The Java Javascript engine that is used supports all of ECMAScript 5.1, and does not support arrow funcitons or promises. You will also be unable to make any XMLHttpRequest calls in your javascript code. If you're curious for further limitations lookup information on the 'Nashorn' javascript engine.
This template simply reads datastore entities and writes them to GCS. The datstore entities are encoded as protobuf json.
These are the arguments that are optional / necessary for running the template:
-
--savePath
- Where to save your entities, this should be a unique path prefix.
- Example:
gs://mybackups/datastore/20170101-MyKind
-
--gqlQuery
- a GQL statement used to grab entity data.
- Example:
"SELECT * FROM MyKind"
-
--datastoreProject
- Project that hosts your datastore entities. This is likely the same as the project running your dataflow job.
-
--jsTransformPath
- This paramter is optional. Leaving it out, or setting it to "" will cause no transform to run.
- Path Prefix to your Javascript Transform Function.
- Can be a path direct to a file to load a single javascript file, or a path to a folder to recursively load all the javascript files.

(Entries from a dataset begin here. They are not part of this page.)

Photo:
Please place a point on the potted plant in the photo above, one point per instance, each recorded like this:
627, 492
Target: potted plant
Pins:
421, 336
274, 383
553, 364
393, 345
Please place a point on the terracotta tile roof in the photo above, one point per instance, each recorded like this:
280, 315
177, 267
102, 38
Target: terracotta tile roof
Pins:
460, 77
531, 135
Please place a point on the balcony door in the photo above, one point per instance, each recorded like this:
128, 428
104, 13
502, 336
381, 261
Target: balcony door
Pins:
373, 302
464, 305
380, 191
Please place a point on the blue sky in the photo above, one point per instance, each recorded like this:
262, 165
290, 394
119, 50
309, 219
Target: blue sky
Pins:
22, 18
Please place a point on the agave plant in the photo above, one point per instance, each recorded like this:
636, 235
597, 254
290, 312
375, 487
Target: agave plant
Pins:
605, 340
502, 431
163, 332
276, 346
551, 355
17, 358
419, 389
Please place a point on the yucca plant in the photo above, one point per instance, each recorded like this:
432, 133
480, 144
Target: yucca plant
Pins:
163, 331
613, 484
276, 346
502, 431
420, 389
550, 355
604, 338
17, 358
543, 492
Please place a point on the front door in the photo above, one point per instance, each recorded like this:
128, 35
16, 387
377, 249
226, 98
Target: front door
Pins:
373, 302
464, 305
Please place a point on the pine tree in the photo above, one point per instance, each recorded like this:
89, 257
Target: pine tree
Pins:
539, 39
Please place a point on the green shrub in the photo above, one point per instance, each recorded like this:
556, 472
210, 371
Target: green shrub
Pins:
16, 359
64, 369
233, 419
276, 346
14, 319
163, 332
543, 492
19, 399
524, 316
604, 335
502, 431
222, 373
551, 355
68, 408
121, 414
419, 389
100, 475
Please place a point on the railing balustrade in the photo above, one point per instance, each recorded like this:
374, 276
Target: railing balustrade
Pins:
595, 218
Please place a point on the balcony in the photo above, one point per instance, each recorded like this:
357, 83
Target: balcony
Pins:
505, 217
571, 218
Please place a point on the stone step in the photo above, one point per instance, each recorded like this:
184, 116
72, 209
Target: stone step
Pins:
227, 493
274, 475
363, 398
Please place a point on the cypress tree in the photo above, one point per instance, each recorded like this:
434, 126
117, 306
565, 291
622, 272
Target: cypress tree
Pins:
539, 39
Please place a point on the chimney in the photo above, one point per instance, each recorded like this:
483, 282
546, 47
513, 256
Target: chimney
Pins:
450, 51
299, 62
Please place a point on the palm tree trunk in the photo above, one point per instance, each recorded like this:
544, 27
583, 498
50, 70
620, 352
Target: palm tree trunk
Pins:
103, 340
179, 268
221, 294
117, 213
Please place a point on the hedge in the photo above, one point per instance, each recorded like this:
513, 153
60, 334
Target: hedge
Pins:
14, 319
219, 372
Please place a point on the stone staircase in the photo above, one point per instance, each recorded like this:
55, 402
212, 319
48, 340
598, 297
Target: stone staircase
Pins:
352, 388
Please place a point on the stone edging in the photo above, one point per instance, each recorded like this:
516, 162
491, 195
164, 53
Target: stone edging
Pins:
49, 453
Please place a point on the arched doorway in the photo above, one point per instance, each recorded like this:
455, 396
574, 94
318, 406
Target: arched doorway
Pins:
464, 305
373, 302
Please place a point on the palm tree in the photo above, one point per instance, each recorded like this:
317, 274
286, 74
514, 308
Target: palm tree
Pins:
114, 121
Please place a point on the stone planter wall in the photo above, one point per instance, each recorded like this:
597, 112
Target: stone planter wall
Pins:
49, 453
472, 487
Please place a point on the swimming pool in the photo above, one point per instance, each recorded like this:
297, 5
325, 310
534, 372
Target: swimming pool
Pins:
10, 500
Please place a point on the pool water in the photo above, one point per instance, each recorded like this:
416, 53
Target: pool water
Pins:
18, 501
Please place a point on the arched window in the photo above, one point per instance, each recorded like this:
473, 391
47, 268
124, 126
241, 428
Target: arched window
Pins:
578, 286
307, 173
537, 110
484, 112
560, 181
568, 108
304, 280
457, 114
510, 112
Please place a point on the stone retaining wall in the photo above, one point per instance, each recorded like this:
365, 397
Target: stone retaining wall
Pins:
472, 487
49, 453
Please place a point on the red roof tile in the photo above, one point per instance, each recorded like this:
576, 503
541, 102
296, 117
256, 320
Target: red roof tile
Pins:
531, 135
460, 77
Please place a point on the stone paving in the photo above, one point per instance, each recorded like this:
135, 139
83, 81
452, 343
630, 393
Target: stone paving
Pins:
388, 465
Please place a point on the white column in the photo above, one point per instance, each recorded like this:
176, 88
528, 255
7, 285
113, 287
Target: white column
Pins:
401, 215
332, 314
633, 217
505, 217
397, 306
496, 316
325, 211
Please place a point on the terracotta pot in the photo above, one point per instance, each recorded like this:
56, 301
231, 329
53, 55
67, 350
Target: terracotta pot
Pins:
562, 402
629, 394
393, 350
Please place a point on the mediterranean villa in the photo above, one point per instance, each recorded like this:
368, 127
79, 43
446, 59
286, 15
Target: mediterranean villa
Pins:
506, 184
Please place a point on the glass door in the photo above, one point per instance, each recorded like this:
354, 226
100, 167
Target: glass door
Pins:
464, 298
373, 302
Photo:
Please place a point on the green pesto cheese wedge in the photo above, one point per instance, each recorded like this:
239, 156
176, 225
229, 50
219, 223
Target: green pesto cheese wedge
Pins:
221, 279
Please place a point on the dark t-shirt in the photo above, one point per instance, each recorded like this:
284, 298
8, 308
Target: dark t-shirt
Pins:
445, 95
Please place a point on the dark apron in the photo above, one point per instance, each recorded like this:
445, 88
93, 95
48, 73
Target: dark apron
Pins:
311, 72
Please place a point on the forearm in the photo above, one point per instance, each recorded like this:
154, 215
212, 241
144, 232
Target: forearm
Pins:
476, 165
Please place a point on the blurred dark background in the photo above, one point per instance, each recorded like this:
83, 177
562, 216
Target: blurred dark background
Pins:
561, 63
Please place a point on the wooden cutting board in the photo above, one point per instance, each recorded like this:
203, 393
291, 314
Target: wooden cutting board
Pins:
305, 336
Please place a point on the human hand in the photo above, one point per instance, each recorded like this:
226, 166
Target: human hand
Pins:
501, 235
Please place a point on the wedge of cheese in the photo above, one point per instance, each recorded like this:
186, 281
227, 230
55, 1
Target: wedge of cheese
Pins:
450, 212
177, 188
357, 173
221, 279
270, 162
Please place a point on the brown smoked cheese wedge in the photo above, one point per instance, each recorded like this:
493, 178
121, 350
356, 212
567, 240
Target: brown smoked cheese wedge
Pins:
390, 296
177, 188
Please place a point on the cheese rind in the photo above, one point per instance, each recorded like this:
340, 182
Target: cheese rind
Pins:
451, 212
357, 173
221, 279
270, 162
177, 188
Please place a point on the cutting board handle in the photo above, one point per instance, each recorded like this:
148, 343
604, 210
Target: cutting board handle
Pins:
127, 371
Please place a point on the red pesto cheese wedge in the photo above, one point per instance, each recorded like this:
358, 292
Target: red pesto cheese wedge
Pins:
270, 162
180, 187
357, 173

This template reads in newline seperated json strings in GCS, runs a transform, then parsing & saving the JSON as Datstore Entities.
After your transform you need to have your Json follow the Entity Json Spec.
Here's an example json encoding of a Datastore Entity:
{
"key": {
"partitionId": {
"projectId": "teleport-test-170818"
},
"path": [
{
"kind": "SomeKind",
"name": "mykey"
}
]
},
"properties": {
"someBool": {
"booleanValue": true
},
"someText": {
"meaning": 15,
"stringValue": "some long text value.",
"excludeFromIndexes": true
},
"someNull": {
"nullValue": null
},
"someDateTime": {
"timestampValue": "2017-06-16T20:46:09.073Z"
},
"someKey": {
"keyValue": {
"partitionId": {
"projectId": "teleport-test-170818"
},
"path": [
{
"kind": "SomeKind",
"name": "someId"
}
]
}
},
"someInteger": {
"integerValue": "23"
},
"someArray": {
"arrayValue": {
"values": [
{
"stringValue": "arrValue1"
},
{
"stringValue": "arrValue2"
}
]
}
},
"someprop": {
"stringValue": "some value\t"
},
"someGeoPoint": {
"geoPointValue": {
"latitude": 90,
"longitude": -90
}
},
"someFloat": {
"doubleValue": 0.234
}
},
"transformProperty": 1497646921672
}
-
--jsonPathPrefix
- Where the newline seperated json is located.
- Example:
gs://mybackups/datastore/20170101-MyKind
-
--datastoreProject
- Project that hosts your datastore entities. This is likely the same as the project running your dataflow job.
-
--jsTransformPath
- This paramter is optional. Leaving it out, or setting it to "" will cause no transform to run.
- Path Prefix to your Javascript Transform Function.
- Can be a path direct to a file to load a single javascript file, or a path to a folder to recursively load all the javascript files.